In aerem

163 38 25
                                    


  Tain olhou pela milésima vez para aquele homem habilidoso e quis sorrir. Mas não fez.

Ele sabia fazer qualquer coisa e sabia andar em qualquer lugar. Ele era como uma luz ofuscante lhe cegando a cada ponto do caminho e ainda assim Tain podia ver uma enorme sombra ao redor dele.

Triste.

Ele era uma pessoa triste.

Mas ele era bom, se não fosse já tinha tentado algo mal com ele, mas não era o caso.

Aquele homem lhe dava comida várias vezes por dia e o ajudava a atravessar as partes iluminadas e embora Tain as odiasse, ele fazia por um motivo ainda confuso.
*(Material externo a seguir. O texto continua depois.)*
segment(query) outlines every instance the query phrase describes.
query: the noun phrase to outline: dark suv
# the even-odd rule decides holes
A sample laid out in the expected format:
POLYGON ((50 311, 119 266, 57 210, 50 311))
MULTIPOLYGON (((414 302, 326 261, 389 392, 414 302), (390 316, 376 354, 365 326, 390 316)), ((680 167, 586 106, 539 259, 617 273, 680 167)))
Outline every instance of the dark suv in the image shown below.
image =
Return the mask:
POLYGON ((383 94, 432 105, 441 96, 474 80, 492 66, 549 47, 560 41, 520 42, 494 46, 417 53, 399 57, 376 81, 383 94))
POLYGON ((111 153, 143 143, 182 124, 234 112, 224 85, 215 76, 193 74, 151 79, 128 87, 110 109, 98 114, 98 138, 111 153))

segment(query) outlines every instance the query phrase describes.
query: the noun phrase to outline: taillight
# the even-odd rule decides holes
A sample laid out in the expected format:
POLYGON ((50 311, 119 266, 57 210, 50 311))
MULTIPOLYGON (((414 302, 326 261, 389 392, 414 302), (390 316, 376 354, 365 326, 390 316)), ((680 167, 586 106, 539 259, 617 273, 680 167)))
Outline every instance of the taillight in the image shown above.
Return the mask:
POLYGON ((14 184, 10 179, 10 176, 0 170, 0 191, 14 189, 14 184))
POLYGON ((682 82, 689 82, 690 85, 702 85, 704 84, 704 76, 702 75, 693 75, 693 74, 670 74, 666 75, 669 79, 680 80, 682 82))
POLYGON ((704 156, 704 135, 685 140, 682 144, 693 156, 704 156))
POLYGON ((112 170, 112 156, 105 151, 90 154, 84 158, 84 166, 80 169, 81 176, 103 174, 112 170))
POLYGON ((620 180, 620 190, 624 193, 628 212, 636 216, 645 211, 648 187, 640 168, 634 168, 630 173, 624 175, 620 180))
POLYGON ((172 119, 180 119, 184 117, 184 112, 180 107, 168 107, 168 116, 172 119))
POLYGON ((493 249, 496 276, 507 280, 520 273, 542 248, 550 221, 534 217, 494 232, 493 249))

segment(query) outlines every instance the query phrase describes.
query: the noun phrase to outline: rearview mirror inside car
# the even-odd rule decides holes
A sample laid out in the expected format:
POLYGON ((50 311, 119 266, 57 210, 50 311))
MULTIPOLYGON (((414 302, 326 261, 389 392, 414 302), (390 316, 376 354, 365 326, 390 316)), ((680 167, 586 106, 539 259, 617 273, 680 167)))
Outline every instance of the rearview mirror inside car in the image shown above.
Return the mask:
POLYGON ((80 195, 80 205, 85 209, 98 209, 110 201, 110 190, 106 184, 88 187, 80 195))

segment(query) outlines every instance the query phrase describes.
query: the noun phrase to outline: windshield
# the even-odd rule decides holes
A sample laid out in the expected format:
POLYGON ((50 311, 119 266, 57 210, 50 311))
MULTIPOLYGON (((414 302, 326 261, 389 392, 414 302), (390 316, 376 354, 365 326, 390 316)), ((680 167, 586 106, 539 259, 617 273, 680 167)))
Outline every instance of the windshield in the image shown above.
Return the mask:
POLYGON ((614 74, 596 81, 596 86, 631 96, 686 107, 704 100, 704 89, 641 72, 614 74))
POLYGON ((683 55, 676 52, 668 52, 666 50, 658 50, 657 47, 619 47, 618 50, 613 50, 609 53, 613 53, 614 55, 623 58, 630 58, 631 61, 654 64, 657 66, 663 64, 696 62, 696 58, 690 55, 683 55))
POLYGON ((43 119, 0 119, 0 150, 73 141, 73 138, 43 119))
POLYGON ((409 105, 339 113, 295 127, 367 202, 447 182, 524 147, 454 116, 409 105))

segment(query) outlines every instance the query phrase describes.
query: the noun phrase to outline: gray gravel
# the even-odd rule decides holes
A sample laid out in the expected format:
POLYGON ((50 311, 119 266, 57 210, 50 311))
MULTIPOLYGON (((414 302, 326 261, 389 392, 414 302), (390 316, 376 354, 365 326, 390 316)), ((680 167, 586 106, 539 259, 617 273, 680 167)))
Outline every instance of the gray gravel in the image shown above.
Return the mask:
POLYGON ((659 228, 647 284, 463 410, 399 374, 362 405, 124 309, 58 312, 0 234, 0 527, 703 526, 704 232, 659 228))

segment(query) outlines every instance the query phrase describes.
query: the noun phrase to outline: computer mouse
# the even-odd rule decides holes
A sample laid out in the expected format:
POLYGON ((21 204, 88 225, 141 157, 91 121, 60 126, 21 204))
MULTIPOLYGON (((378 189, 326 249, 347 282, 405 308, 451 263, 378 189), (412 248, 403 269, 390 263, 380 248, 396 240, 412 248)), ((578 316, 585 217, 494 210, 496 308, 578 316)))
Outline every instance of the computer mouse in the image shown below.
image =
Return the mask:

Foi um longo caminho entre coisas secas e molhadas. Entre a escuridão protetora e a luz perigosa. Foi um longo e exaustivo caminho, mas Tain via que ele sabia quando ele estava cansado, ou com fome, ou querendo dormir.

Não precisavam falar, ele... Sabia.

E toda vez que Tain acordava, ele já estava acordado. Na verdade... ele parecia não dormir.

— Tain está confuso, Lúcifer não dorme?

Perguntou em certo momento quando eles atravessaram outro rio, de mãos dadas, sempre. Ele prometeu não soltar e não soltava mesmo.

Tain sentia cada vez mais que podia confiar nele.

Ele só lhe respondeu do outro lado, quando ambos já estavam seguros nas sombras da floresta. Ele lhe olhou e Tain viu muitas coisas dentro daqueles olhos. E não eram coisas boas, mas parecia... um lugar onde Tain já esteve uma vez.

Um lugar extremamente doloroso e horrível.

— Estamos chegando em uma parte profunda e segura da floresta, aqui ninguém nunca mais vai te encontrar, tem plantas comestíveis seguras, animais e rio. Vou construir uma cabana boa e cortar bastante lenha. Você vai ficar bem.

— Não foi isso que Tain perguntou.

Insistiu, ele respirou fundo e lhe deu as costas:

— Eu não quero mais viver nesse mundo, Tain. Eu estou no mais profundo poço e continuo caindo. Há sangue de inimigos em minhas mãos e ainda assim parece que só piorou tudo. Não há razão, só sombras. Não há motivos...

— Você tem luz, você é Lúcifer - Rebateu um pouco ansioso. Não queria aquela pessoa falando assim. Tain foi até ele e segurou uma das mãos com as suas duas, mesmo que isso lhe praticamente obrigasse a ficar quase de pé – Você tem motivo. Não desista.

— Eu já desisti.

Ele se voltou para Tain e havia certeza ali.

Tain deixou as mãos cair, palavras estavam longe, não eram o caminho, mas Tain esteve lá e sabia qual era o caminho.

Ele não podia deixar Lúcifer cair outra vez e não sabia exatamente o porquê, mas só não podia. Ele lhe trouxe até um lugar melhor, Tain devia fazer o mesmo, para sempre.

Ergueu os olhos e viu ao longe uma montanha. Alto... Céu.

— Me leve até lá!

Pediu apontando para o local e ele lhe olhou confuso até que acabou sorrindo:

— Lá tem luz.

— Tain sobrevive.

— Por quê?

— Tain quer ir lá, mostre o caminho.

— Tain é uma criaturinha muito voluntariosa e confusa.